Книга: Доктор Вишневская. Клинический случай
Назад: Лишь падая, ты независим…
Дальше: Контрольная дата

Слабость как сила

— Многодетная итальянка дает интервью репортеру. «У меня, хвала Мадонне, десять детей! Все — мальчики, и всех их я назвала Марчелло, в честь синьора Мастроянни, моего любимого актера!». «Всех одним именем?! Бесподобно!» — восторгается репортер. — «Но как синьора различает их?». «Очень просто, — отвечает мамаша. — Я их зову по фамилиям!».
Рассказав анекдот, Виньков запрокидывал голову и ржал как застоявшийся жеребец. Одновременно косил глазами — все ли смеются. Анекдотов он знал много, очень много. Анна подозревала, что кроме сборников анекдотов Виньков ничего не читал.
— А вот еще… Приходит к кардиологу пациент с жалобами на сердце. Врач с ним беседует, осматривает, снимает кардиограмму, а когда пациент уходит, тяжело вздыхает и говорит медсестре: «Такого безнадежного случая в моей практике еще не было». «Совсем-совсем безнадежный? — удивляется сестра. — А на вид здоровяк здоровяком». «В том-то и дело, — отвечает врач. — Полная безнадега. Бабок у него куры не клюют, и при этом сердце в полном порядке».
— А почему к кардиологу? — спросила порядком захмелевшая Долгуновская. — Почему именно сердце?
Долгуновская вообще хмелела быстро, а сегодня еще и отлакировала шампанское коньяком. На правах — именинницы. Под хоровое исполнение «Happy Birthday to you!» пила шампанское, а после — коньяк, на очередной, неизвестно какой уже по счету, брудершафт с Подосенковым. Лишь бы повод был выпить да поцеловаться.
— Пусть будет — к проктологу, — легко согласился Виньков.
Он был занят серьезным делом. Пододвинул к себе тарелку с пирожками, испеченными главным кафедральным кулинаром Куюкиной, и методично уминал один за другим.
— А почему к проктологу? — не унималась Долгуновская.
— Ай-яй-яй! — покачал головой Подосенков. — Такая юная и уже такая зануда! Сколько тебе исполнилось!
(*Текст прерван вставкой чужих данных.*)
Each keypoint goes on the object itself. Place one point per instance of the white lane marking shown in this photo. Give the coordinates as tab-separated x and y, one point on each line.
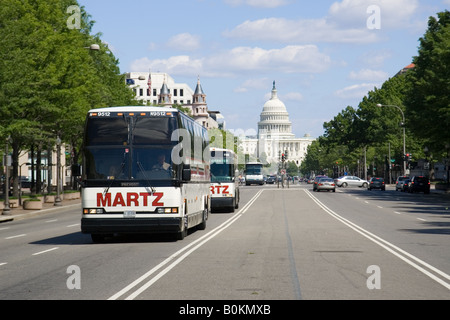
195	244
403	255
16	236
44	251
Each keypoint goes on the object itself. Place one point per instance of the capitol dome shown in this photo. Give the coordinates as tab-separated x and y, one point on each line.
274	118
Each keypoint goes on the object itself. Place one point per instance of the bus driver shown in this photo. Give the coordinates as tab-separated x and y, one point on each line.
161	164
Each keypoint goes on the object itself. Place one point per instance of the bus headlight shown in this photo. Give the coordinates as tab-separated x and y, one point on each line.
92	210
167	210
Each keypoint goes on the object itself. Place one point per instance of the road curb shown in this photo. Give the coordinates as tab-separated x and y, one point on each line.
24	214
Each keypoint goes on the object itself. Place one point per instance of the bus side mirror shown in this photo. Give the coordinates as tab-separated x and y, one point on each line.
76	170
186	175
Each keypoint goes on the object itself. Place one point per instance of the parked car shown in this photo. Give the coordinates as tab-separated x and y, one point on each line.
419	184
326	184
377	183
351	181
400	183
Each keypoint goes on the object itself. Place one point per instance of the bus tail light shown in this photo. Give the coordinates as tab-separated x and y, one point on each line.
167	210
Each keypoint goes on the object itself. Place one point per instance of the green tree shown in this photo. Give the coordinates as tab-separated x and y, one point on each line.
428	100
48	79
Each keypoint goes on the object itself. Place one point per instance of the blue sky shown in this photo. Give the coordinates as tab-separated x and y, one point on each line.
323	55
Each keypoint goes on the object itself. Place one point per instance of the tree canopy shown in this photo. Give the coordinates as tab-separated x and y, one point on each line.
49	78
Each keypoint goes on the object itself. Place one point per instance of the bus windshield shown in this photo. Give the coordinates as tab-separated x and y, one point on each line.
222	166
129	148
253	169
129	130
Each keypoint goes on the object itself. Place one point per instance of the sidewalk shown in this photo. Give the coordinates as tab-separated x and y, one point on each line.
20	213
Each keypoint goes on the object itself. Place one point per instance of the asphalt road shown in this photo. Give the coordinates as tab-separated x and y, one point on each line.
283	244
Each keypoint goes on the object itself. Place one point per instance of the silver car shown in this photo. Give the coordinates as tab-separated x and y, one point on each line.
351	181
326	184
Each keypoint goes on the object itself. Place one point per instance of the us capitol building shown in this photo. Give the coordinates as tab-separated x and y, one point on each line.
275	135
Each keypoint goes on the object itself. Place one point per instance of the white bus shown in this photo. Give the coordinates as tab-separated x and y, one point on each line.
144	171
253	173
224	179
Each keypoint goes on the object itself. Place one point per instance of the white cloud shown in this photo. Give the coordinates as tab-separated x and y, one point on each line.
184	41
346	22
260	83
368	74
290	59
353	13
355	91
295	31
376	58
258	3
176	65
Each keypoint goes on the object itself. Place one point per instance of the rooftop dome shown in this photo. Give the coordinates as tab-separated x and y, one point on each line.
274	104
274	118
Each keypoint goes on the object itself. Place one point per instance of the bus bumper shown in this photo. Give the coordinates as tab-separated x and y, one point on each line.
131	225
222	202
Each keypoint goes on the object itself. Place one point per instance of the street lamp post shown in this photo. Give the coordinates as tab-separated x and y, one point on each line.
6	209
58	174
404	132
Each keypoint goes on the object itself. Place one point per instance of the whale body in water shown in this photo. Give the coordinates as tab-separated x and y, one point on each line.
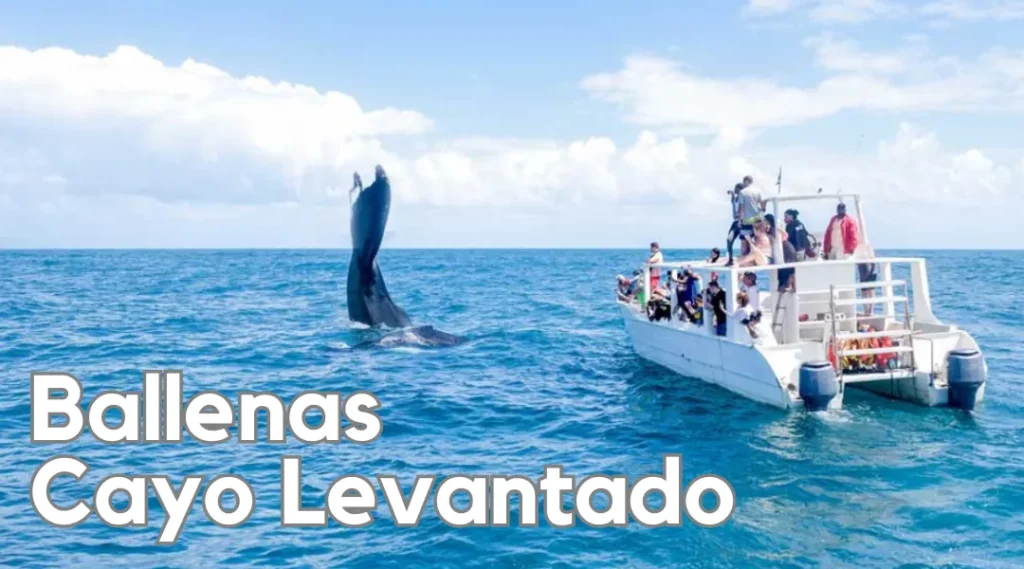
369	301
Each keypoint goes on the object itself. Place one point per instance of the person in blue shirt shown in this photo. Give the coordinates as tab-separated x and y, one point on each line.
688	296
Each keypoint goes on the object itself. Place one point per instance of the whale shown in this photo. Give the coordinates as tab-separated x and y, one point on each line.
369	301
424	336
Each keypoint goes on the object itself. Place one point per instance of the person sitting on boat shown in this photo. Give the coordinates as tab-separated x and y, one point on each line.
655	259
841	236
659	305
716	300
868	272
759	252
797	234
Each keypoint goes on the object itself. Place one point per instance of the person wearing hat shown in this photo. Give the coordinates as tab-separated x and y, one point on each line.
797	233
841	236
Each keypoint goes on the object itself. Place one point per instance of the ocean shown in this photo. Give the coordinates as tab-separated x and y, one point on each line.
547	376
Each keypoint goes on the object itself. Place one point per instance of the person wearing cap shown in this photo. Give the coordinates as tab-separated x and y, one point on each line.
841	236
752	205
688	291
797	234
717	301
747	207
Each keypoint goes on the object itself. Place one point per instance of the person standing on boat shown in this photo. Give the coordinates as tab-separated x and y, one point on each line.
750	287
841	236
655	259
797	234
748	206
716	300
733	233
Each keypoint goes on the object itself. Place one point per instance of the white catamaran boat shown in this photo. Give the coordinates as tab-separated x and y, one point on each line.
823	335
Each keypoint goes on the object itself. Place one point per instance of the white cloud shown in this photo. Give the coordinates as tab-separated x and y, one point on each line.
840	54
855	11
975	10
126	150
658	92
130	124
770	6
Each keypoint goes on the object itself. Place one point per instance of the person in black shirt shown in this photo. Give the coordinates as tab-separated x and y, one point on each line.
716	299
797	234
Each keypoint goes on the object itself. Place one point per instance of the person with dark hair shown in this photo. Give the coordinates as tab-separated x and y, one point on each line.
797	234
775	234
748	206
655	259
716	299
716	256
688	295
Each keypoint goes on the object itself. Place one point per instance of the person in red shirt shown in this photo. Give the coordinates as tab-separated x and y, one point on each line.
844	229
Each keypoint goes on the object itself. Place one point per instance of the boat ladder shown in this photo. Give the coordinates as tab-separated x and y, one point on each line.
901	339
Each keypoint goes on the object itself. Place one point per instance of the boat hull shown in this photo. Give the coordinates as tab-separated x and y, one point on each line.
743	369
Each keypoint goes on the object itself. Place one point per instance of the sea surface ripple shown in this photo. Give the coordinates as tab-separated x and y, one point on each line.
547	377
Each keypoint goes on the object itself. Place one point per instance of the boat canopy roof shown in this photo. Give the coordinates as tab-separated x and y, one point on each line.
810	197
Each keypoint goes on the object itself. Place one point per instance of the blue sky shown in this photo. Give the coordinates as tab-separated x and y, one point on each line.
603	123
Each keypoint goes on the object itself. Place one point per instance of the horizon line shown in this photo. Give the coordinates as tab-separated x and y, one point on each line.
85	249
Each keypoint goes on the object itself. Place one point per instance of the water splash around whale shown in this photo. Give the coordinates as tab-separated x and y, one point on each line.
369	301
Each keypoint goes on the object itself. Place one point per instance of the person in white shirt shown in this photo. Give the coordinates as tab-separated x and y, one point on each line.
752	205
739	319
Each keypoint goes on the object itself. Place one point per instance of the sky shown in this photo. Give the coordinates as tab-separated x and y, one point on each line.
525	124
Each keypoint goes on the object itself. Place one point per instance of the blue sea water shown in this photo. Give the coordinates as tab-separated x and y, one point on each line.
547	377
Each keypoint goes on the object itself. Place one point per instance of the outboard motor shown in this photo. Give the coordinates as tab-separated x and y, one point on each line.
817	385
966	375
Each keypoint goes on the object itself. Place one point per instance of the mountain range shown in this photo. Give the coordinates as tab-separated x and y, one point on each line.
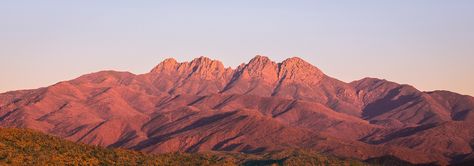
260	106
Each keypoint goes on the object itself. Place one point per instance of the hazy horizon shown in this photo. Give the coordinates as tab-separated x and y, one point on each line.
427	44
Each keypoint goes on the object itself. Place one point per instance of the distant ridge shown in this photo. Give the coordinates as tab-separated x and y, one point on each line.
260	106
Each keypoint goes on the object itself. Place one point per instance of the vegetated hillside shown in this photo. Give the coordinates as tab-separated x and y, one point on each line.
262	106
27	147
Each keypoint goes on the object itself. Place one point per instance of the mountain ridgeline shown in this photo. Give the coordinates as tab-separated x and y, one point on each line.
258	107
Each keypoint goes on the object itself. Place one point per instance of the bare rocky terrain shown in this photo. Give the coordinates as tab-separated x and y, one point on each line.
261	106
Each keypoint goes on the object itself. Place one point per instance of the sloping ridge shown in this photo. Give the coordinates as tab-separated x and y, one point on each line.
260	106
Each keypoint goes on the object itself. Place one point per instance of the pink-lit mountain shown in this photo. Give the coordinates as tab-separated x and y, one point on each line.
260	106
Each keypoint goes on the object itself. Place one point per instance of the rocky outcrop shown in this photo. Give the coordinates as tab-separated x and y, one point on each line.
259	106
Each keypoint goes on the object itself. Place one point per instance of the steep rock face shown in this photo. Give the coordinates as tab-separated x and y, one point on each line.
258	107
201	76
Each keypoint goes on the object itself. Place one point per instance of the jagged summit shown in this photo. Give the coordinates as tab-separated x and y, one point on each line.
261	106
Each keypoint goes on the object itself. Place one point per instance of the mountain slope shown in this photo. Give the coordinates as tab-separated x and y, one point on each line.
262	106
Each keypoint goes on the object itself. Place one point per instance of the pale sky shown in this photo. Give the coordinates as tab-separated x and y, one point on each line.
425	43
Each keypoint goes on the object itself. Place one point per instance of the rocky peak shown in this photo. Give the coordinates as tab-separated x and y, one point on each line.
202	67
167	64
298	70
261	67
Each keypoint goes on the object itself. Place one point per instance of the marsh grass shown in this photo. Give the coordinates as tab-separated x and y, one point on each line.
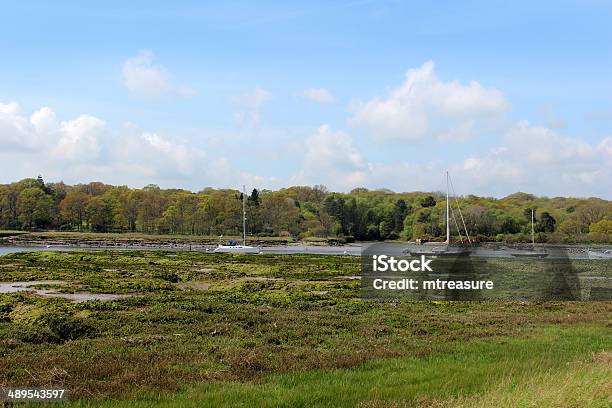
261	316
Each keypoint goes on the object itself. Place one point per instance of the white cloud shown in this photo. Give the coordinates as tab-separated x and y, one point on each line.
79	138
539	160
330	156
181	156
425	107
143	77
320	95
250	104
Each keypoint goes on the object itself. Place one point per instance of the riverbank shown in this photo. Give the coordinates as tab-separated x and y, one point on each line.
211	329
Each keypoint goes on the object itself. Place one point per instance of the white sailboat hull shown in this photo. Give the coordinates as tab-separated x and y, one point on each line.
237	249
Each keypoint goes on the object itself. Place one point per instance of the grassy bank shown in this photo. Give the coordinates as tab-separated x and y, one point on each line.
11	233
217	327
553	367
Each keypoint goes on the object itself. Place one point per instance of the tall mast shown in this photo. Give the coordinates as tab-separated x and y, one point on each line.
243	215
532	234
447	212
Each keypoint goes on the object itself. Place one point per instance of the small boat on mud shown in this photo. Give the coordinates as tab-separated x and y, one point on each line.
232	246
533	253
448	248
607	254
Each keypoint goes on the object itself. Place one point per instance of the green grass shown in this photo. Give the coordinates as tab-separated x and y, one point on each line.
11	233
92	238
280	329
510	371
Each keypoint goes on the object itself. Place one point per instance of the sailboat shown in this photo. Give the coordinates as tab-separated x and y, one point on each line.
533	253
233	247
447	249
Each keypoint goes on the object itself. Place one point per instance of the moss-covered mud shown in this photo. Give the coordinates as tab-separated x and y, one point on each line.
198	317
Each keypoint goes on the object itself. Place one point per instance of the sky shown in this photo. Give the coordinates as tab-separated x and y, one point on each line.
506	96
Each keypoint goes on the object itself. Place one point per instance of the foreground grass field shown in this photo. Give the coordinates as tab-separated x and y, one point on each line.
271	330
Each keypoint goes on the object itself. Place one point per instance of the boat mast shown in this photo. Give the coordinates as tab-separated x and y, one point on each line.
447	212
243	215
532	234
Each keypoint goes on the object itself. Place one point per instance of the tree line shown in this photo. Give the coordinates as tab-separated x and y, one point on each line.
299	212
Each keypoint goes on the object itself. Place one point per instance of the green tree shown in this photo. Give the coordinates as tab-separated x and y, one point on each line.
35	207
73	208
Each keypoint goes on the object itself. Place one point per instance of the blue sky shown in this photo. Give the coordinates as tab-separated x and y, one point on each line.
507	95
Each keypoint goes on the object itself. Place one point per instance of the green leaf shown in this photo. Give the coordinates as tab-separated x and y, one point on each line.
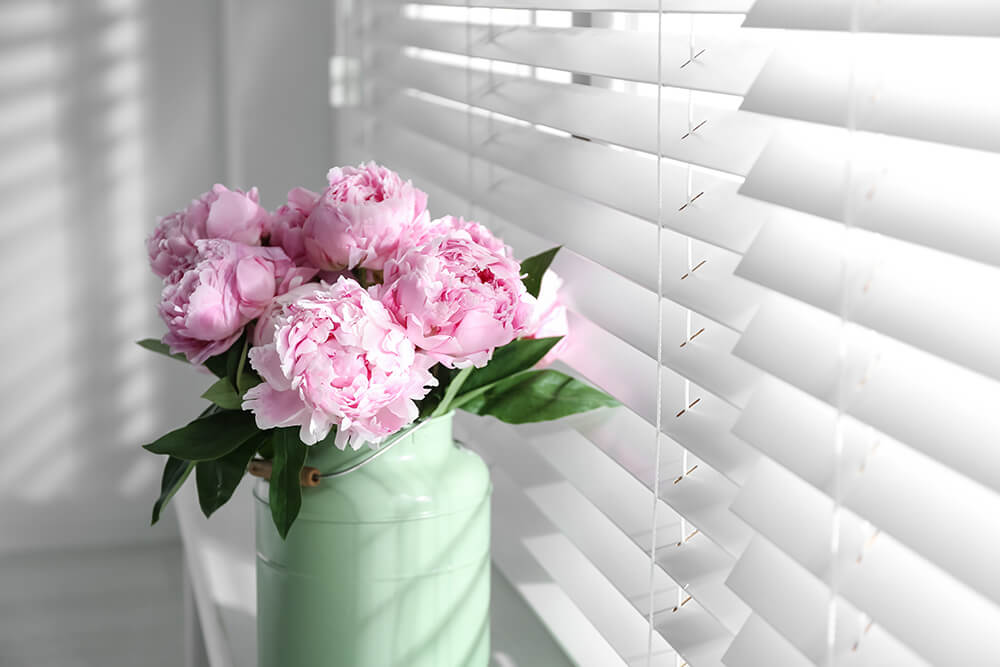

— Отныне и впредь — девятнадцать! — объявила Долгуновская, театрально взмахивая руками. — В жизни раз бывает восемнадцать лет, а девятнадцать — каждый год!
— А все-таки? — настаивал Подосенков.
— Ну и мужики пошли! — возмутилась Куюкина, от шампанского сделавшаяся разговорчивой и бойкой. — Один у дамы возраст выпытывает, другой пирожки жрет, а похвалить не догадывается! Отдавай пирожки, Маша их еще не пробовала!
— Ты что, Рита! — испугалась именинница. — Они ж калорийные, а я на диете!
— Ты в зеркало на себя посмотри! — посоветовала Куюкина. — Наглядное анатомическое пособие…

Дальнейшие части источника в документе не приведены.